Perusahaan Negara Sakit Akut Bakal Ditutup

KONTAN.CO.ID - JAKARTA. Kementerian Badan Usaha Milik Negara (BUMN) mengisyaratkan bakal kembali menutup perusahaan pelat merah yang sakit.
Wakil Menteri BUMN Kartika Wirjoatmojo menyatakan saat ini pihaknya masih menunggu perkembangan dari hasil evaluasi PT Perusahaan Pengalolaan Aset (PPA).
"Kalau bisa diperbaiki, ya diperbaiki, kalau enggak bisa, akan kami tutup. Tapi kami lihat sampai sembilan bulan ini, seperti apa hasilnya," ungkap Tiko, panggilan akrab Kartika Wirjoatmojo ditemui usai laporan kinerja Id Food 2023, Senin (8/1).
Meski begitu, Kementerian BUMN tidak menjelaskan secara mendetail berapa banyak BUMN yang akan ditutup. "Saat ini belum ada, masih kami kaji," ungkap Tiko.
Berdasarkan catatan KONTAN, saat ini masih ada 15 BUMN yang masih menjadi "pasien" PPA dan sedang dikaji untuk penanganannya.
Ke-15 BUMN itu adalah PT Amarta Karya, PT Barata Indonesia, PT Boma Bisma Indra, PT Djakarta Lloyd, PT Dok dan Perkapalan Kodja Bahari, PT Dok dan Perkapalan Surabaya, PT Industri Kapal Indonesia. Kemudian ada PT Indah Karya, PT Industri Telekomunikasi Indonesia, PT Semen Kupang, PT Pengusahaan Daerah Industri Pulau Batam, Perum Percetakan Negara Republik Indonesia (PNRI), PT Primissima, PT Varuna Tirta Prakasya dan PT PANN Pembiayaan Maritim (anak usaha PT PANN).
Kementerian BUMN memang ingin memaksimalkan kinerja BUMN dengan menutup beberapa anak usaha yang tidak bekerja dengan baik.

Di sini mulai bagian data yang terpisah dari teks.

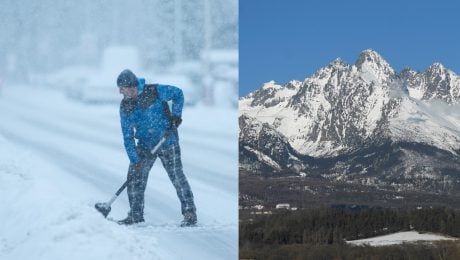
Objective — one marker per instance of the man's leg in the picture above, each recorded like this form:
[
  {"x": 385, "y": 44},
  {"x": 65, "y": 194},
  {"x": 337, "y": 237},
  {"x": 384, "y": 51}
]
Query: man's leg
[
  {"x": 136, "y": 187},
  {"x": 171, "y": 159}
]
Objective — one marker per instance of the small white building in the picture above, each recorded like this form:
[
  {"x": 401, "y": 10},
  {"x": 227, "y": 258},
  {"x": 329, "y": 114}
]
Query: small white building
[
  {"x": 283, "y": 206},
  {"x": 258, "y": 207}
]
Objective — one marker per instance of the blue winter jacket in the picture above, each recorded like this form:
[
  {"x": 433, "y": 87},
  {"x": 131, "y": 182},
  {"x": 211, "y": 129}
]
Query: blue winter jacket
[{"x": 144, "y": 118}]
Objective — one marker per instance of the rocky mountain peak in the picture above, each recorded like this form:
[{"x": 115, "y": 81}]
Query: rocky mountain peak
[{"x": 369, "y": 61}]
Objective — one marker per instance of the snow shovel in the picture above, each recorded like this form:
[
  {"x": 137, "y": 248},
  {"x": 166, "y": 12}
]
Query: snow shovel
[{"x": 104, "y": 207}]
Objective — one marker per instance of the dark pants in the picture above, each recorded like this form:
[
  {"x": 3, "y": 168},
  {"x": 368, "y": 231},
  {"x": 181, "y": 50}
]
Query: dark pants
[{"x": 170, "y": 157}]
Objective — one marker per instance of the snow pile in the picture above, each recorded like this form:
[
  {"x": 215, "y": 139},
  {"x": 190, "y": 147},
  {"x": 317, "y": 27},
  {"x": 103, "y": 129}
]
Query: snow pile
[
  {"x": 58, "y": 158},
  {"x": 399, "y": 238},
  {"x": 40, "y": 217}
]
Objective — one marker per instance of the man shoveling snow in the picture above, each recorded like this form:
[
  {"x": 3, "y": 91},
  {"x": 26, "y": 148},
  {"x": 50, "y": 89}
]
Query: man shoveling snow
[{"x": 145, "y": 116}]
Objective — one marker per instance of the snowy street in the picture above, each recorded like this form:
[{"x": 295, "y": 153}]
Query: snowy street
[{"x": 58, "y": 157}]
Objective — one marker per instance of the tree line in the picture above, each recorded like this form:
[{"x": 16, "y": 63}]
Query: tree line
[{"x": 322, "y": 227}]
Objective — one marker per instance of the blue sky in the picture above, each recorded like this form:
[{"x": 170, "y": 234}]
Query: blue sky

Hingga akhir 2023, Kementerian BUMN telah menutup tujuh BUMN bermasalah. Ketujuh perusahaan pelat merah itu antara lain PT Iglas, PT Industri Sandang Nusantara, PT Istaka Karya, PT Kertas Kraft Aceh, PT Kertas Leces dan PT Merpati Nusantara Airlines.
Direktur Center of Economic and Law Studies (CELIOS), Bhima Yudhistira menilai, rencana penutupan BUMN yang bermasalah membuktikan kinerja Kementerian BUMN masih jauh dari ideal.
Dalam kondisi seperti ini, tugas Kementerian BUMN adalah menyelamatkan BUMN yang sedang sakit dengan berbagai skema, alih alih melakukan penutupan. "Kalau sampai banyak yang ditutup, implikasinya bisa ke kepercayaan investor yang ingin kerja sama dengan BUMN karena ketidakpastian kebijakan, dan performa BUMN yang bermasalah," kata dia, Selasa (9/1).
Selain itu, banyaknya BUMN bermasalah berakibat pada tekanan, kreditur, vendor maupun kontraktor proyek yang terlibat dalam operasional BUMN.
Direktur Eksekutif Sinergi BUMN Institute, Achmad Yunus berpendapat, sebelum menutup BUMN, Kementerian BUMN perlu melihat dulu sektor usaha beberapa BUMN tersebut. "Apakah masuk kategori penting bagi negara dan menyangkut hajat hidup orang banyak atau tidak," kata dia.
Jika masuk kategori penting, maka negara tidak bisa membubarkan begitu saja. "Karena ada tanggung jawab negara terhadap sektor industri tersebut," ucap dia.